Face à recessão global e ao aumento previsto das insolvências e litígios transfronteiriços, a disparidade entre os interesses de ordem pública concorrentes entre a arbitragem internacional, por um lado, e a legislação nacional em matéria de insolvência, por outro, é suscetível de se tornar cada vez mais crítica. Nos últimos anos, foram dados passos importantes no sentido de desenvolver regulamentos destinados a assegurar uma abordagem mais coerente. O regulamento da UE sobre insolvência, bem como a lei-modelo da UNCITRAL sobre insolvência transfronteiriça e o guia legislativo sobre direito de insolvência são exemplos que reflectem a conveniência de uma regulamentação mais transnacional. O desenvolvimento de um tal guia legislativo envolve sem dúvida uma série de desafios. No entanto, os benefícios correspondentes podem incluir uma maior certeza e previsibilidade para a comunidade empresarial internacional, custos de transação reduzidos, maior transparência e maior confiança no sistema jurídico internacional.

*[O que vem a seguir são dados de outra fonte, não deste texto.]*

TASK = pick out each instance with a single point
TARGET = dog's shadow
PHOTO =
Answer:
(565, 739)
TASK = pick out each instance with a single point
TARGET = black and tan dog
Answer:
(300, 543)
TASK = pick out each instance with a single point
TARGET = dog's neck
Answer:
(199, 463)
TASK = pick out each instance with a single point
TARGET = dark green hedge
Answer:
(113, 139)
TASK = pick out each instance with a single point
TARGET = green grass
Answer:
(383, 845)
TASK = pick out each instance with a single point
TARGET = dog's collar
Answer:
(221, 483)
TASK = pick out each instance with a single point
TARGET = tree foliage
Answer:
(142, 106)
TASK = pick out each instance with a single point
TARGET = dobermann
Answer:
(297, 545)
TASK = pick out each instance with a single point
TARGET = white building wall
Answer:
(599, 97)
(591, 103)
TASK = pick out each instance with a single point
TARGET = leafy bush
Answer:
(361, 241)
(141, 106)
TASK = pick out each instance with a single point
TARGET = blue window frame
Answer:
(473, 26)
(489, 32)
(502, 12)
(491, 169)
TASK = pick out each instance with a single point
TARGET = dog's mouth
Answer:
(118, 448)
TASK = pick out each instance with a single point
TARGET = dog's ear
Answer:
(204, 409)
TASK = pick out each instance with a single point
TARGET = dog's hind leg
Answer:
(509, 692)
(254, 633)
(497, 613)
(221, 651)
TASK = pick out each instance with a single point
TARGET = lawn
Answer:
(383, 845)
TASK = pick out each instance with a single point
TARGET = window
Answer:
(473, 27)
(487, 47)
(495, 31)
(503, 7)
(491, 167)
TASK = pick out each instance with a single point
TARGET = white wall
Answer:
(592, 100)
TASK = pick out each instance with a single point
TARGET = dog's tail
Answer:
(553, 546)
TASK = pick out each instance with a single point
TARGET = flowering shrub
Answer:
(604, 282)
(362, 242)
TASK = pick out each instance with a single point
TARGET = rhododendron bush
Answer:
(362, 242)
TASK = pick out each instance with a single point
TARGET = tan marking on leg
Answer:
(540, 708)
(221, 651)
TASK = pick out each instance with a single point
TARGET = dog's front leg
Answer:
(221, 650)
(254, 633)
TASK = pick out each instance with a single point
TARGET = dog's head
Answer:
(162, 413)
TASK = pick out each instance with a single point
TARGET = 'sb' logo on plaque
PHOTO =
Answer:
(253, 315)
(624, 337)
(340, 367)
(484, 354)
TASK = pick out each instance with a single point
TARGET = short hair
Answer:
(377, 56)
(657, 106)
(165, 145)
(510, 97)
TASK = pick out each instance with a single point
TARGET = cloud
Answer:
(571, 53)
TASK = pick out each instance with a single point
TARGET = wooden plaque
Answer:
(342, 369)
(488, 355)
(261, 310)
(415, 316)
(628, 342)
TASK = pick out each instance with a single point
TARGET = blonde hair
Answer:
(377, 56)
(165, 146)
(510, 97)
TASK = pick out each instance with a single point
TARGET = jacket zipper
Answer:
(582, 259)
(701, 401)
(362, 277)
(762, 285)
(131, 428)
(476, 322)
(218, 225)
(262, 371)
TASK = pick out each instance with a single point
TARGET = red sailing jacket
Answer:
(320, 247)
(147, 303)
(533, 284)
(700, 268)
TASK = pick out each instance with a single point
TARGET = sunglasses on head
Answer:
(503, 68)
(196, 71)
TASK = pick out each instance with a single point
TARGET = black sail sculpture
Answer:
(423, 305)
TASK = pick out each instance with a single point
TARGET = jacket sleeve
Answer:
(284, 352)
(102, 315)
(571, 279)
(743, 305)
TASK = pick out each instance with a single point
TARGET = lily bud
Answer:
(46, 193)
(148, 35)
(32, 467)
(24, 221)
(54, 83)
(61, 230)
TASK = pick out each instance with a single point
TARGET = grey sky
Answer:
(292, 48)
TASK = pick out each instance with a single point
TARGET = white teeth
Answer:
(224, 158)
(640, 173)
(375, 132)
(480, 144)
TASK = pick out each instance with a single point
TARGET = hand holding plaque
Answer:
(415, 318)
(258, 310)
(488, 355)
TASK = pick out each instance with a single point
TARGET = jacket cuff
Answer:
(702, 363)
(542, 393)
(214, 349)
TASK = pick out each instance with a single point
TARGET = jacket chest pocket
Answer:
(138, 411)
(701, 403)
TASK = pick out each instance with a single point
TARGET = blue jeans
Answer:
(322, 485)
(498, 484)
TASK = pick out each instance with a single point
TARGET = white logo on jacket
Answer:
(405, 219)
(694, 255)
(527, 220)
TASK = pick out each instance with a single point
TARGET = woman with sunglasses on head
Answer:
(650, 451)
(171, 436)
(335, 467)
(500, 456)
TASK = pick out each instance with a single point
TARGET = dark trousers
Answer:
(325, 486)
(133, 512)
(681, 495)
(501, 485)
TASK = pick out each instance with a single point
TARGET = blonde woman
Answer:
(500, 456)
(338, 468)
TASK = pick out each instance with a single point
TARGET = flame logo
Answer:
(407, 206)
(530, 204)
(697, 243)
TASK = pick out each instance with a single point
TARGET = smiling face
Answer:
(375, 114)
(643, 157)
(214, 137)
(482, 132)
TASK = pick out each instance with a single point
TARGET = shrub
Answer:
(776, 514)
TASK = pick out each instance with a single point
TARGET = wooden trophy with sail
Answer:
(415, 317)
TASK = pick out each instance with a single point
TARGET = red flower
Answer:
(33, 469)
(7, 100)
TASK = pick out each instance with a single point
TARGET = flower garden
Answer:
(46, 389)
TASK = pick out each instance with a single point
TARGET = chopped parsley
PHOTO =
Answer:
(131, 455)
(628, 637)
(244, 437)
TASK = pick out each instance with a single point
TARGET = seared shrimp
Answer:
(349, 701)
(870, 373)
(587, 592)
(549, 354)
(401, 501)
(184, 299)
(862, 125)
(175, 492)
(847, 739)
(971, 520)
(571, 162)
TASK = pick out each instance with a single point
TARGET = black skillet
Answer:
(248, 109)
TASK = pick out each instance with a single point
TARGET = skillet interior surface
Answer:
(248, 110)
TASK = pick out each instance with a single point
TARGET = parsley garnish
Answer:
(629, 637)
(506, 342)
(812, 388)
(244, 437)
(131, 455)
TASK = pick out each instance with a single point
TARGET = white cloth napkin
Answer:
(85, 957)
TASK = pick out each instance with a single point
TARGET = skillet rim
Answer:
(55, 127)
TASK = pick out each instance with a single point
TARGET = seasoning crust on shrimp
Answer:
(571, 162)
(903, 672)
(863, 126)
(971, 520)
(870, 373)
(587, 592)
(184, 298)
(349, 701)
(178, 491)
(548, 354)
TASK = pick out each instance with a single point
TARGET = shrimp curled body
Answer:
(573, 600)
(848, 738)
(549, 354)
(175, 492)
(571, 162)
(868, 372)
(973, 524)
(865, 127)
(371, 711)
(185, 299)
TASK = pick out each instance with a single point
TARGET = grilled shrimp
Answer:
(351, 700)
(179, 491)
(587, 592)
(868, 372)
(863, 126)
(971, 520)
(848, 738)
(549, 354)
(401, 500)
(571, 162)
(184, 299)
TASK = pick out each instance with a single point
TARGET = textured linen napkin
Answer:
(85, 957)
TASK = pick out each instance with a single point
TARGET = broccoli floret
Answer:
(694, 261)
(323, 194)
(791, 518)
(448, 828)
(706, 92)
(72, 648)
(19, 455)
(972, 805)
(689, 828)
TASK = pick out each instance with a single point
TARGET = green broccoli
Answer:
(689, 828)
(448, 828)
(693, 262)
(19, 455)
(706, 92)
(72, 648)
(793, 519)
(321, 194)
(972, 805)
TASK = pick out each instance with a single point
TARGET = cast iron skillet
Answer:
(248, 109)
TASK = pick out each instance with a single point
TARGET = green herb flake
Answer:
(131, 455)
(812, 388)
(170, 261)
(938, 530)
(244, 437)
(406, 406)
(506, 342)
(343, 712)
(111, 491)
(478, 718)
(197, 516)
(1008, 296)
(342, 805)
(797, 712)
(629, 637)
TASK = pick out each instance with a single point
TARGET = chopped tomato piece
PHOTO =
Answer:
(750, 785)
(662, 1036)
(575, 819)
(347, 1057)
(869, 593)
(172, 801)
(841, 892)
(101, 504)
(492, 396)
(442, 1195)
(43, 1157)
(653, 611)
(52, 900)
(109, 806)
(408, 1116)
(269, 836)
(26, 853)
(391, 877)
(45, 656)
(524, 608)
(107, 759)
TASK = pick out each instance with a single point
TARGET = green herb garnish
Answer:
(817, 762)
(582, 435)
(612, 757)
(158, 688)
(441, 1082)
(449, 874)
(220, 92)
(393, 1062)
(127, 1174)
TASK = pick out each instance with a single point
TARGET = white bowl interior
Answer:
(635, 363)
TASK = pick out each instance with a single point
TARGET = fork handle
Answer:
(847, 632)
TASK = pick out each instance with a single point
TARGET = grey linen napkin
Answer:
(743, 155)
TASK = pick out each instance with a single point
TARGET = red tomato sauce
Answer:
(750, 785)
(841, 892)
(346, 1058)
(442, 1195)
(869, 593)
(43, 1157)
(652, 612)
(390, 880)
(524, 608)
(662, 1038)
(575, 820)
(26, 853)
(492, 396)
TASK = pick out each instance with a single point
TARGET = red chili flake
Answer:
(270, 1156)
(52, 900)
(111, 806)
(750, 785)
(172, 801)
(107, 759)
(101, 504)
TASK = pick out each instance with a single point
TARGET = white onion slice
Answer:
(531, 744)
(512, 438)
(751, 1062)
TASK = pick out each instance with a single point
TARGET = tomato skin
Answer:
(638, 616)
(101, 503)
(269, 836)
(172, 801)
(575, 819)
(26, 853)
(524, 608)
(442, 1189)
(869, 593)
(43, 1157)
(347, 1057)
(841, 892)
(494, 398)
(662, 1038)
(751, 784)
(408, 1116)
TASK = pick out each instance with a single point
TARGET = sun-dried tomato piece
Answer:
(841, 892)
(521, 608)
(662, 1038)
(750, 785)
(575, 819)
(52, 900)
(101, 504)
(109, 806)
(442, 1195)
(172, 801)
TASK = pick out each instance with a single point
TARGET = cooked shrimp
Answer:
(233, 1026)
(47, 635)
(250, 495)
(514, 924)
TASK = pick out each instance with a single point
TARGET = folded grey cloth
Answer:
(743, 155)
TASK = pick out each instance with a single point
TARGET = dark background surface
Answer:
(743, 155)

O novo conjunto de ferramentas não oferece um conjunto universal de princípios capazes de abordar a vasta gama de cenários em que a arbitragem e a insolvência se podem sobrepor, nem pretende fazê-lo. Propõe, no entanto, soluções que podem ser utilizadas para melhorar a qualidade de vida das pessoas. No entanto, propõe soluções que podem abrir caminho para o desenvolvimento de uma abordagem consistente na determinação da arbitrabilidade de litígios de insolvência.

Recursos

  1. Disponível em: https://www.ibanet.org/LPD/Dispute_Resolution_Section/Arbitration/toolkit-arbitration-insolvency.aspx.
  2. 2 Rogers, J.; Stathard, P. [2020] 'Insolvência e Arbitragem Internacional' in International Arbitration Report. Issue 14, p10. Disponível em: https://www.nortonrosefulbright.com/-/media/files/nrf/nrfweb/knowledge-pdfs/international-arbitration-report-issue-14.pdf?la=en&revision=6edf090e-2dae-4845-a812-c912f12016d0.
  3. 3 IBA Insolvency and Arbitration Toolkit, supra 1, p1.
  4. 4 IBA Insolvency and Arbitration Toolkit, supra 1, p1.
  5. 5 Rogers, J.; Stathard, P., supra 2, p10.
  6. 6 Disponível em: https://uncitral.un.org/en/texts/insolvency/modellaw/cross-border_insolvency.
  7. 7 Disponível em: https://eur-lex.europa.eu/legal-content/en/TXT/?uri=CELEX%3A32015R0848.

O conteúdo deste artigo tem como objetivo fornecer um guia geral sobre o assunto. Deve ser procurado aconselhamento especializado sobre as suas circunstâncias específicas.